Man-su’s love for plants can also be seen as being relevant to his upbringing. His father had a pig farm and he had to kill the pigs, so even throughout his career, he had to raise those pigs and kill them. You inherently raise pigs so that you can kill them and eat them, but especially after the disease had spread, he had to kill off all of them. So, Man-su, having grown up seeing something like that, wanted to be something that’s opposite to what he’s seen as a child, so he’s become a lover of plants.

It also allows us to consider how Man-su’s son is going to grow up to be. His father was a lover of plants, but he killed a man and planted an apple tree where he buried the man. If we imagine the future where his father is making apple jams out of the apples from that apple tree, wouldn’t he hate plants? Wouldn’t he grow up to be a hater of plants? All of those questions would only be in our imagination, but this was the general background behind why I made Man-su a lover of plants.

Song Kang-ho, Lee Byung-hun and Kim Tae-woo in Joint Security Area (2000).
Song Kang-ho, Lee Byung-hun and Kim Tae-woo in Joint Security Area (2000).
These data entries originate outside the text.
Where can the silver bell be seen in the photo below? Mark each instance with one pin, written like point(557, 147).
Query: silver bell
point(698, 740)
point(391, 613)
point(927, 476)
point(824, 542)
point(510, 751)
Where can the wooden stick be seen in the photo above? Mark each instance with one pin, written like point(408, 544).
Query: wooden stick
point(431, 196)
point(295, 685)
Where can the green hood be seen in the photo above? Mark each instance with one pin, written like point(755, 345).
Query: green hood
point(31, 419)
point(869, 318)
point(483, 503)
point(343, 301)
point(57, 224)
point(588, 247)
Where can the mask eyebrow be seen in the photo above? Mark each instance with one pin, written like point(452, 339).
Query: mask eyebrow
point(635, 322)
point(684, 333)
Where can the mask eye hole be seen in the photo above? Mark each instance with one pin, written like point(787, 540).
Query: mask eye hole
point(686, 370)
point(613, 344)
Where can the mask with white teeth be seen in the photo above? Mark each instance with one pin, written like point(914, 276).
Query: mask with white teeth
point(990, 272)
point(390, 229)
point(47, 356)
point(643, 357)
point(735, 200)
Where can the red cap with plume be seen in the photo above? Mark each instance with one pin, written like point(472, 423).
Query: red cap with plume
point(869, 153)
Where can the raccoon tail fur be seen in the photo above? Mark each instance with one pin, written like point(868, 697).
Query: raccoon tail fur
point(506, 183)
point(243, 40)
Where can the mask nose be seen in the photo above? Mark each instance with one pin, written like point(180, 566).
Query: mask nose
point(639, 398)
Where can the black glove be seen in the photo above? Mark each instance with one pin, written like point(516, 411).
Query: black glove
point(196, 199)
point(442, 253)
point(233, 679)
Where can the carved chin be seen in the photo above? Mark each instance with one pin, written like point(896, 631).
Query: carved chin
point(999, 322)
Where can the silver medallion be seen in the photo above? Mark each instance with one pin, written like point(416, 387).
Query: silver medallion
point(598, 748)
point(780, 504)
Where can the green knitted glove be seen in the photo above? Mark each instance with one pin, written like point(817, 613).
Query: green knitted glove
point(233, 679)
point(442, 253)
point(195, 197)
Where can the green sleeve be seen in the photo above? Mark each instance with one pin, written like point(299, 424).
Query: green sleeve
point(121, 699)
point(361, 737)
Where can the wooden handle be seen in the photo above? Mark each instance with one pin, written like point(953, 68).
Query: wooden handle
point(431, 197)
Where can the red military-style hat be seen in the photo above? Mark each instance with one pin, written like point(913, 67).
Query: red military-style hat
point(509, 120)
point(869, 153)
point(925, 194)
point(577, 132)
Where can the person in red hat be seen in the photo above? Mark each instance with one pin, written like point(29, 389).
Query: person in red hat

One last question: in addition to reuniting with various crew members from your other projects, like your editor and composer, you’ve also reunited with Lee Byung-hun after working with him on Joint Security Area 25 years ago. How has it felt to nourish these long-lasting creative working relationships with your cast and crew and to grow alongside them—much like plants—over the years?
I always enjoy working with the same people, as long as our schedules align. There is a concern where, if you’re so close with them already, you might become lazy or lose tension or fall back into the same mannerisms. Fortunately, the people I work with are always keeping me on my toes and we’re always working on new stories and new films, so that is not a concern in my case. The only exception for my continued working relationships are actors—a combination of people I’ve worked with before and new people are always ideal.


No Other Choice’ is now playing in select US theaters, courtesy of NEON.